On Oct. 9, under the sweltering 5 o’clock cloudless sky, about 100 Austin ISD parents and students clustered at the edge of the I-35 service road where AISD houses their headquarters, hoisting signs reading “I love Maplewood” and “Save Becker.” Inside the building, the AISD Board of Trustees prepared to gather at the dais. A passing CapMetro bus honked in support to a wave of cheers.

Multiple posters endorsed the parent-created LetsGetItRightAISD.com, a petition website against the district consolidation plan that the district released on Oct. 3, which proposes to close 13 schools and rezone thousands of students to a new neighborhood school.
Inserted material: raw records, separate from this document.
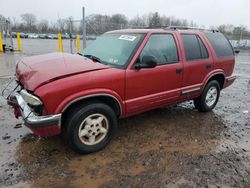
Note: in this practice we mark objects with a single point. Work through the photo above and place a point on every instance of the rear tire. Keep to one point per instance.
(89, 128)
(209, 97)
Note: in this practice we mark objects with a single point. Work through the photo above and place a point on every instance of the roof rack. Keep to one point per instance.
(190, 28)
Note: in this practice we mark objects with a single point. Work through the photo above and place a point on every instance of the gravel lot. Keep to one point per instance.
(168, 147)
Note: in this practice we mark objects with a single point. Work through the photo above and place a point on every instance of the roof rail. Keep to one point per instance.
(190, 28)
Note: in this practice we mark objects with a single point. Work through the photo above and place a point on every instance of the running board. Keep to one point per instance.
(192, 90)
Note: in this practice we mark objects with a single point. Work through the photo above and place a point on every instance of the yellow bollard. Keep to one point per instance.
(60, 46)
(1, 43)
(19, 45)
(78, 41)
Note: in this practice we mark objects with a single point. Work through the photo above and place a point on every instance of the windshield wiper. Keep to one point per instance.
(94, 58)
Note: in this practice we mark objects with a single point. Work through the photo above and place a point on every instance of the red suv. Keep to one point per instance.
(121, 74)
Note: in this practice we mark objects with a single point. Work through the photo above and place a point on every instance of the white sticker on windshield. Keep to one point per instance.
(127, 37)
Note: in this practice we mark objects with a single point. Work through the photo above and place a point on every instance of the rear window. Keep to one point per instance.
(221, 45)
(194, 47)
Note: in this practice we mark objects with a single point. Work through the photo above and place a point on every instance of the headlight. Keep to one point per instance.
(30, 99)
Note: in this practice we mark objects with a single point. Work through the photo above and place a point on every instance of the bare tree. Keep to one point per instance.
(61, 24)
(43, 26)
(29, 21)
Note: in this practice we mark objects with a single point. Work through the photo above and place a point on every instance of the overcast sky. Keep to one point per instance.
(202, 12)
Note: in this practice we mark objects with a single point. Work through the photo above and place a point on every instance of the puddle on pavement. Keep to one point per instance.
(143, 144)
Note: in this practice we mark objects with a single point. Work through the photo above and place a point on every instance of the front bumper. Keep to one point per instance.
(41, 125)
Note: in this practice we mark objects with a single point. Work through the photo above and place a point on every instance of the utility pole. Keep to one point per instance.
(70, 34)
(83, 28)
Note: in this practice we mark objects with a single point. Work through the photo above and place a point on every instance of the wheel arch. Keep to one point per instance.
(219, 77)
(108, 99)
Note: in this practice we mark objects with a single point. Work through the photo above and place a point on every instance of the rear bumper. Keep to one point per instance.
(41, 125)
(229, 81)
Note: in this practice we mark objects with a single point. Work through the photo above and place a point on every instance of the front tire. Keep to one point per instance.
(89, 128)
(209, 97)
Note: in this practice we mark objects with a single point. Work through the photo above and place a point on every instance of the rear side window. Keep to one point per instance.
(194, 47)
(221, 45)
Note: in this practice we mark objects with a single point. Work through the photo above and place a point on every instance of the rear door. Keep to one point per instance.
(198, 62)
(149, 88)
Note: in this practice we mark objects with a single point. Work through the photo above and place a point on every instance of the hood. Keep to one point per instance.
(35, 71)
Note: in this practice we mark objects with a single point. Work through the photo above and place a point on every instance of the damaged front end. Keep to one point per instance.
(31, 109)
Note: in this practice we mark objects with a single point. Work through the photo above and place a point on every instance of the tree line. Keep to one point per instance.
(97, 24)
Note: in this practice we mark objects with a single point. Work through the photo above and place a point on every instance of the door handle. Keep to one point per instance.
(208, 66)
(178, 71)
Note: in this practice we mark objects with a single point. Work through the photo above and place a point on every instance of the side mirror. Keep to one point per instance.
(237, 51)
(147, 62)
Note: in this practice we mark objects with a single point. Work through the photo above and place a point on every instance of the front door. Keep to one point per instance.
(197, 63)
(149, 88)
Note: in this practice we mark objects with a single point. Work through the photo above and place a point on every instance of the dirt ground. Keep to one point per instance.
(168, 147)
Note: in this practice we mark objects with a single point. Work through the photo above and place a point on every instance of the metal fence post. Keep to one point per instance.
(60, 46)
(70, 34)
(11, 39)
(78, 45)
(83, 28)
(19, 45)
(1, 42)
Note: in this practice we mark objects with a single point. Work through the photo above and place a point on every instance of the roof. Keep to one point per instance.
(163, 30)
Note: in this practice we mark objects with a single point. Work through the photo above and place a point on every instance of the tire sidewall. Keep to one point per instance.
(203, 104)
(77, 119)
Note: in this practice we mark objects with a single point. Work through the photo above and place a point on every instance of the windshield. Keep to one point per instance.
(114, 49)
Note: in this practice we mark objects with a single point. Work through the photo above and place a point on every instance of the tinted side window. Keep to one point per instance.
(204, 52)
(220, 44)
(162, 47)
(194, 47)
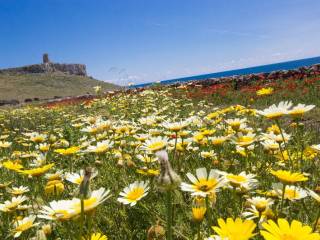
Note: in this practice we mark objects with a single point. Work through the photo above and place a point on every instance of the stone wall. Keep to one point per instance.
(243, 80)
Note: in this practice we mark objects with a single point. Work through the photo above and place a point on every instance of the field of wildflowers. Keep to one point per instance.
(165, 163)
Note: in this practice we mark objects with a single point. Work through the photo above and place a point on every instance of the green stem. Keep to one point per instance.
(198, 231)
(285, 144)
(169, 215)
(282, 197)
(317, 219)
(81, 219)
(208, 213)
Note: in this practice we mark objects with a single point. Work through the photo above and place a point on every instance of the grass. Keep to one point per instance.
(23, 86)
(37, 132)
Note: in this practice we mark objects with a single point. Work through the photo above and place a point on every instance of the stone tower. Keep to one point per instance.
(45, 58)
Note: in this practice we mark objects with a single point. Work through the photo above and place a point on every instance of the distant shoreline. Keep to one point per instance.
(288, 65)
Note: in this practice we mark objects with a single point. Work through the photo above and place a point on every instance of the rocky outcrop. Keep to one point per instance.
(49, 67)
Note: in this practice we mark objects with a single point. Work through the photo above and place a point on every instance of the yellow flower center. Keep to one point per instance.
(24, 226)
(79, 180)
(156, 146)
(205, 185)
(236, 178)
(135, 194)
(291, 194)
(288, 237)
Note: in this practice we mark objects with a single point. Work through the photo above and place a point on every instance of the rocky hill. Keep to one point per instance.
(48, 67)
(47, 81)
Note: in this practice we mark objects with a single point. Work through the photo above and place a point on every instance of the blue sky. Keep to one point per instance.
(138, 41)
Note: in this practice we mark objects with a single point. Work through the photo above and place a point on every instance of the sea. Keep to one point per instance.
(243, 71)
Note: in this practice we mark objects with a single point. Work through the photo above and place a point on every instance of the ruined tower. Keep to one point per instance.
(45, 58)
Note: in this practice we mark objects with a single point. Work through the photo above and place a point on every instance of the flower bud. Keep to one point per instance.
(85, 184)
(168, 178)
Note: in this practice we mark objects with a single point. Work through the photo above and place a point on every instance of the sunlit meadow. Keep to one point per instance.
(165, 163)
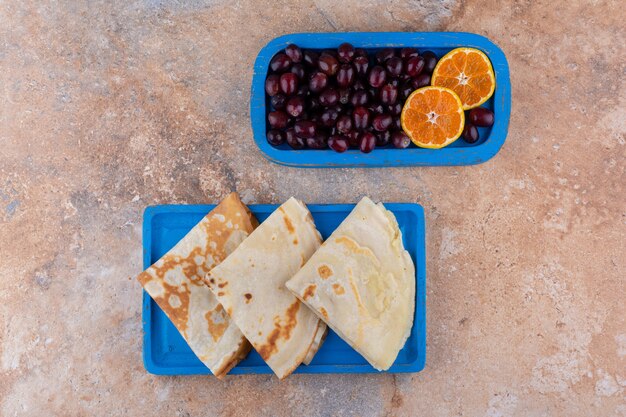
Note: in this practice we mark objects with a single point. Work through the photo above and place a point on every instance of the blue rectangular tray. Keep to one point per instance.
(165, 352)
(458, 153)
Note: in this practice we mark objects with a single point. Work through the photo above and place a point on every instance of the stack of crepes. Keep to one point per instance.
(229, 285)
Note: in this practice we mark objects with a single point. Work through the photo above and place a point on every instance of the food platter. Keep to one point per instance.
(458, 153)
(166, 353)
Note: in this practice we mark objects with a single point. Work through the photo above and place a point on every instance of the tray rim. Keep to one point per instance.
(419, 320)
(385, 157)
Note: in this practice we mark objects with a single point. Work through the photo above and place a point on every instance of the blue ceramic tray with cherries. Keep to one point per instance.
(458, 153)
(165, 352)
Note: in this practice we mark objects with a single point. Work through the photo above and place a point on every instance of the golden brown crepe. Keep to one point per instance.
(361, 282)
(250, 284)
(175, 283)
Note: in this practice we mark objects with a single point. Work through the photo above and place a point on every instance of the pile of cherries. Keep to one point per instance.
(343, 98)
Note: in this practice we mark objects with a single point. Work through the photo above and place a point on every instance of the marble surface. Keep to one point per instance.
(110, 106)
The redrawn district is meant to fill empty schools, better serve students learning English, allow elementary and middle schools to more cleanly feed into middle and high, and save desperately needed money. The plan also means to save AISD from a takeover by the TEA, due to 33 schools receiving unacceptable STAAR-based accountability scores in August.
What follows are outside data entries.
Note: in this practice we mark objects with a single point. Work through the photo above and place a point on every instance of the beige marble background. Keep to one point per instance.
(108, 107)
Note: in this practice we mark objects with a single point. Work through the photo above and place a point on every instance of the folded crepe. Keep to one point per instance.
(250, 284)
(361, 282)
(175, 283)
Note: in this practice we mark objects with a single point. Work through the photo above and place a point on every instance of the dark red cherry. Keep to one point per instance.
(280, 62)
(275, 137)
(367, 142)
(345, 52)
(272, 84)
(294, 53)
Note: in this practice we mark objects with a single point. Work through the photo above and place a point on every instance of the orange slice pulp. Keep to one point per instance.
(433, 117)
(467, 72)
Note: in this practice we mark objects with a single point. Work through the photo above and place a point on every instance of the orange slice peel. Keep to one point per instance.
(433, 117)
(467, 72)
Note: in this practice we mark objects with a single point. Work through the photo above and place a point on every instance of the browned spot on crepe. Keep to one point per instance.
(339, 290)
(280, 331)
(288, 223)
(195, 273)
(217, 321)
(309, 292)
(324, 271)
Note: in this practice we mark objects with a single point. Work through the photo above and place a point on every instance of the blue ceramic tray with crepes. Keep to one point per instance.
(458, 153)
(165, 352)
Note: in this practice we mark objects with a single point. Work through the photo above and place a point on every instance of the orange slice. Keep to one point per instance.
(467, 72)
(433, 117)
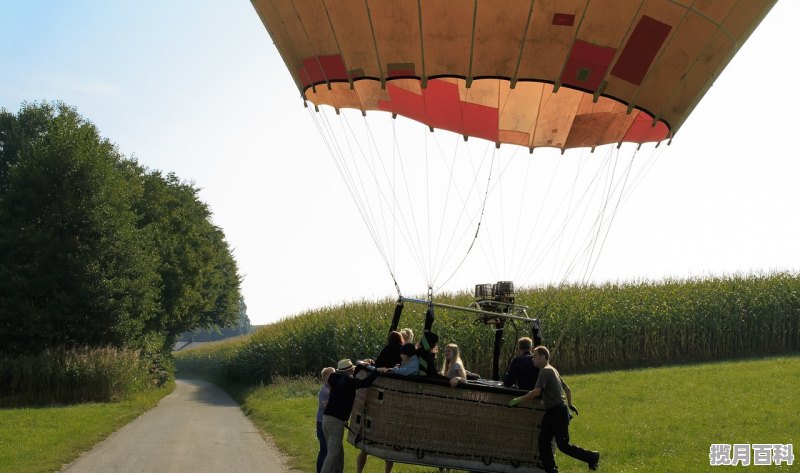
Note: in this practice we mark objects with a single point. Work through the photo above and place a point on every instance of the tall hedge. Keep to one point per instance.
(587, 327)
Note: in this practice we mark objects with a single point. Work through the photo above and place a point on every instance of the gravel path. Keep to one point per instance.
(198, 428)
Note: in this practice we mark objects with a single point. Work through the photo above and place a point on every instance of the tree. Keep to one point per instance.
(199, 276)
(97, 250)
(74, 269)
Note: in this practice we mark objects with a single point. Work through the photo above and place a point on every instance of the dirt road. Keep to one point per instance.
(197, 428)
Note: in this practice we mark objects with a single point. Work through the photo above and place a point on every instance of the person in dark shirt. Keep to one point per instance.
(557, 400)
(337, 412)
(521, 372)
(427, 349)
(389, 357)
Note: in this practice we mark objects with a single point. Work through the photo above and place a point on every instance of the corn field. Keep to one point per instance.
(587, 328)
(62, 376)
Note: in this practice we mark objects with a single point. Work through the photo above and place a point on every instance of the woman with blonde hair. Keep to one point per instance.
(453, 366)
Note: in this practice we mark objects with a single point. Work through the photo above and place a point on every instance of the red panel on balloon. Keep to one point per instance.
(587, 65)
(440, 106)
(643, 131)
(640, 50)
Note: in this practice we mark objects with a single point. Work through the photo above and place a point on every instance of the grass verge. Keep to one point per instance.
(43, 439)
(644, 420)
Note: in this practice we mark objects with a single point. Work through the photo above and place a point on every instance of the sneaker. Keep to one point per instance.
(595, 460)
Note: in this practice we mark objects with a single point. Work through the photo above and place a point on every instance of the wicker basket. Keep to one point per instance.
(427, 422)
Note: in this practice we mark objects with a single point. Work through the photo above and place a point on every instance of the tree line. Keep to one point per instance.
(96, 249)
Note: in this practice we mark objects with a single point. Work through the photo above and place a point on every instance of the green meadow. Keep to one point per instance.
(42, 439)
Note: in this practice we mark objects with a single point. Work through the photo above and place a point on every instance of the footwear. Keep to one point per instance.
(595, 460)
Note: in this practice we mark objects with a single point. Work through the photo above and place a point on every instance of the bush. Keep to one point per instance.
(62, 376)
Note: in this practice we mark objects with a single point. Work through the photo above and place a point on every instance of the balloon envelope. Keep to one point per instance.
(544, 73)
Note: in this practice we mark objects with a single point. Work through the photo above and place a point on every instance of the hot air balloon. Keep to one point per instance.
(518, 74)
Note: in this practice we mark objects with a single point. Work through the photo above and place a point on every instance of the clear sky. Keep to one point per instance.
(197, 88)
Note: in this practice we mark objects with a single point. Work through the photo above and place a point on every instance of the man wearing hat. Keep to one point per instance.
(337, 412)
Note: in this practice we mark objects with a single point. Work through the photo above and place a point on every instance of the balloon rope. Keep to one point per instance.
(334, 148)
(477, 228)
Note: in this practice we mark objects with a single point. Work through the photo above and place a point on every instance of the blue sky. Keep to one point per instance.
(197, 88)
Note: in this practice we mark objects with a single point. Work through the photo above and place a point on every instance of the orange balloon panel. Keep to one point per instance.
(556, 73)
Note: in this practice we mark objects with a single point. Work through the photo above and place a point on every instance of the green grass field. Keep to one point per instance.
(644, 420)
(34, 440)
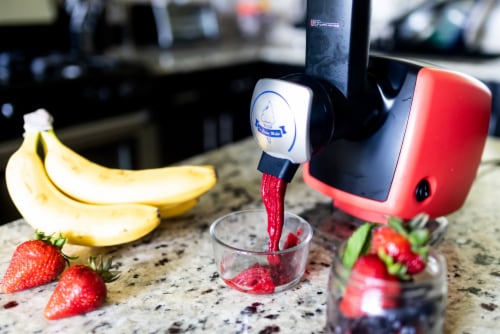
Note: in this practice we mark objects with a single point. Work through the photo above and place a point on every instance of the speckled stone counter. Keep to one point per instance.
(169, 282)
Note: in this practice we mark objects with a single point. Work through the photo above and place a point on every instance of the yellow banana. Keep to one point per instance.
(169, 211)
(90, 182)
(45, 208)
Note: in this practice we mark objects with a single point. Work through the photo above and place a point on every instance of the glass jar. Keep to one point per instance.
(386, 307)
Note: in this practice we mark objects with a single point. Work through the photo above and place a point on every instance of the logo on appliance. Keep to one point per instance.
(265, 123)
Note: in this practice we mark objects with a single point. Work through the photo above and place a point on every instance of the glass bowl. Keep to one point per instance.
(241, 250)
(387, 307)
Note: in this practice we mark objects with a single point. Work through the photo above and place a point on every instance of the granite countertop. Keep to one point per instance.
(169, 282)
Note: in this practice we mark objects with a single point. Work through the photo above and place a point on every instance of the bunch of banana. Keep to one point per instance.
(96, 214)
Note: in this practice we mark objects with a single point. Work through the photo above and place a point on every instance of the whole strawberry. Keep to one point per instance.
(81, 289)
(35, 262)
(403, 247)
(370, 288)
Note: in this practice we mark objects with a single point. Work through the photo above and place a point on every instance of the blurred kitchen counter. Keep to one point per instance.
(209, 55)
(169, 282)
(289, 49)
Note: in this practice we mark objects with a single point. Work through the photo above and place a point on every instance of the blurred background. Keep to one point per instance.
(145, 83)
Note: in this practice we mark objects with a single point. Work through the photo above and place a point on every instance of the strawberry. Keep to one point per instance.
(370, 288)
(257, 279)
(81, 289)
(35, 262)
(403, 247)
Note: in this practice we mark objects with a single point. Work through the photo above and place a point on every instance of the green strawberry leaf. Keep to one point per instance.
(357, 244)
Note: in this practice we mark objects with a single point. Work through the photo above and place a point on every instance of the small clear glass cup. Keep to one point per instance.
(416, 306)
(240, 245)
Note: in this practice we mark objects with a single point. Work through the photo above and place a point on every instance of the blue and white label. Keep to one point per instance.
(279, 119)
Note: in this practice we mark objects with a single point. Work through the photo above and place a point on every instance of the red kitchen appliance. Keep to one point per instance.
(381, 136)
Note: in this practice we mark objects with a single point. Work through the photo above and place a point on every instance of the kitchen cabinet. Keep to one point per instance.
(206, 109)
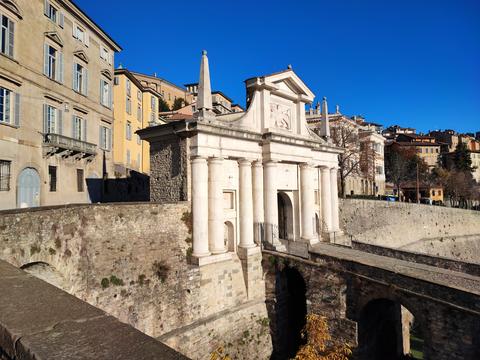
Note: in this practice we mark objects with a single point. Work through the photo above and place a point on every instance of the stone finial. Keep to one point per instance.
(204, 98)
(324, 124)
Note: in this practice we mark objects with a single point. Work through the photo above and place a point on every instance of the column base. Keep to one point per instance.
(245, 252)
(210, 259)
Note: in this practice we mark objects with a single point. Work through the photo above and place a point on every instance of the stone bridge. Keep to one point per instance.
(371, 302)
“This is a farm. This is a garden, and things are not growing equitably,” Trustee Fernando Lucas de Urioste said during the Oct. 9 board meeting. “We have to have the entire farm producing, and we don’t have enough water for the way we’re doing it now.”

A kid wearing noise-blocking headphones hit a sizable drum to the beat of the group’s chants: Save our schools! “This is a very, very bad idea,” wrote one child in a letter read aloud to the protesters by his mother.
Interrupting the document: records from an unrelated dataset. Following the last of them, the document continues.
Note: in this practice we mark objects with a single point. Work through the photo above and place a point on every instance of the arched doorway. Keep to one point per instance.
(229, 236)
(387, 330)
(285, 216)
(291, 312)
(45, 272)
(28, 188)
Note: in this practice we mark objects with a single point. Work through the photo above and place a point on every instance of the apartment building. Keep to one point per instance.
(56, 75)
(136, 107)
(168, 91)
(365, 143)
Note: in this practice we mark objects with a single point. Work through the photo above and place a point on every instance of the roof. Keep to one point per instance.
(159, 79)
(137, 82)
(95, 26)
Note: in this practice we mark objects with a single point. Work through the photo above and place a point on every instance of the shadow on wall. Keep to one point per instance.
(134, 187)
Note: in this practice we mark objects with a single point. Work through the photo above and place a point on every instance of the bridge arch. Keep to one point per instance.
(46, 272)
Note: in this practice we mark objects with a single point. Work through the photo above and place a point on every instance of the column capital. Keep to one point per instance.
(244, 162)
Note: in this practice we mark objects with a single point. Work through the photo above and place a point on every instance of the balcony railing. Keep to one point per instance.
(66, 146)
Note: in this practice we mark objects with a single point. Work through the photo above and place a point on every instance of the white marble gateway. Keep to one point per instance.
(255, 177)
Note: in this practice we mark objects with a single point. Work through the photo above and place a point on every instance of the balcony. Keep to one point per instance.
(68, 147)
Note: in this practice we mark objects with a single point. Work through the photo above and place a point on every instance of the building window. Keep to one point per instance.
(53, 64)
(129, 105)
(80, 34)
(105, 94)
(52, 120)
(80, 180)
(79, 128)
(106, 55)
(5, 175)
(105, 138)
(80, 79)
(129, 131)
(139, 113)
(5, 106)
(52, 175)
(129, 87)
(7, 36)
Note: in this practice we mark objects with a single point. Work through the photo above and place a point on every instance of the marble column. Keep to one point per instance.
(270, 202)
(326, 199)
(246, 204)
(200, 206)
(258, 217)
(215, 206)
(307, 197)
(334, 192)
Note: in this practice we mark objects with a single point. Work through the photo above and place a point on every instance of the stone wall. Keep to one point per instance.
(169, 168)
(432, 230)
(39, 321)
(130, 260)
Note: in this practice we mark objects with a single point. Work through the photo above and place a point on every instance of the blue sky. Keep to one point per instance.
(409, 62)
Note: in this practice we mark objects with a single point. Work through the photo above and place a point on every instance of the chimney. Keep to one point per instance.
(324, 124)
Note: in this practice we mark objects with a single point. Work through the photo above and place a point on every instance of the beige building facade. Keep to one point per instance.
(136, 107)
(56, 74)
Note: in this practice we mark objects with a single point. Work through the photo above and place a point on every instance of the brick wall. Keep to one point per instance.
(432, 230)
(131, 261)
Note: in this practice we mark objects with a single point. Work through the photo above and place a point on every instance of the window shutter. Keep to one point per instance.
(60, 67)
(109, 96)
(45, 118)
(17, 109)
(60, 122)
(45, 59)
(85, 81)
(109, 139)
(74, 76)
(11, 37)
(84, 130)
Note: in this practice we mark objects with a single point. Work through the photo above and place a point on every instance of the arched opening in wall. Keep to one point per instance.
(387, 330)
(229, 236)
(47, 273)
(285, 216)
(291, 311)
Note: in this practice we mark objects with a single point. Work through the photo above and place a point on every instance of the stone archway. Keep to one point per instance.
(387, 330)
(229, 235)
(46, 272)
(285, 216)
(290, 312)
The Oct. 9 meeting presented the only planned opportunity the board of trustees had to discuss the consolidations. Parents filed into the room from the protest, some taking a seat on the floor. During public comment, several pointed out that the disruptive closures are more likely to tank students’ standardized testing scores than improve them. 

“The draft consolidation plan … pours gasoline on this fire. Closures routinely cause a first-year drop in performance, and that’s well documented,” one parent emphasized. 

Parents pointed out several issues with the proposal. One of the foremost: Five schools would become non-zoned dual language or Montessori campuses – how does the district plan to keep these “special” schools open to the local kids who attend them now, rather than just transfer families who can afford to drive across town every day? The district doesn’t plan to provide bus transportation next year for students who stay at their current schools, which would take that choice away from students whose parents work early.

Moreover, “Is the plan assuming that people are widgets, and they will move wherever you put them, and we won’t lose any enrollment?” Trustee Kathryn Whitley Chu asked. 

“Enrollment is already declining,” Superintendent Matias Segura replied. “We’re desperately trying to come up with plans that keep students in AISD. But … something has to give.”

Board President Lynn Boswell asked for data from other districts who have undergone similar consolidations: Will this actually work, and create schools that can and will succeed under the TEA’s standardized test-based accountability system? “We are playing a very high-stakes game,” Boswell said.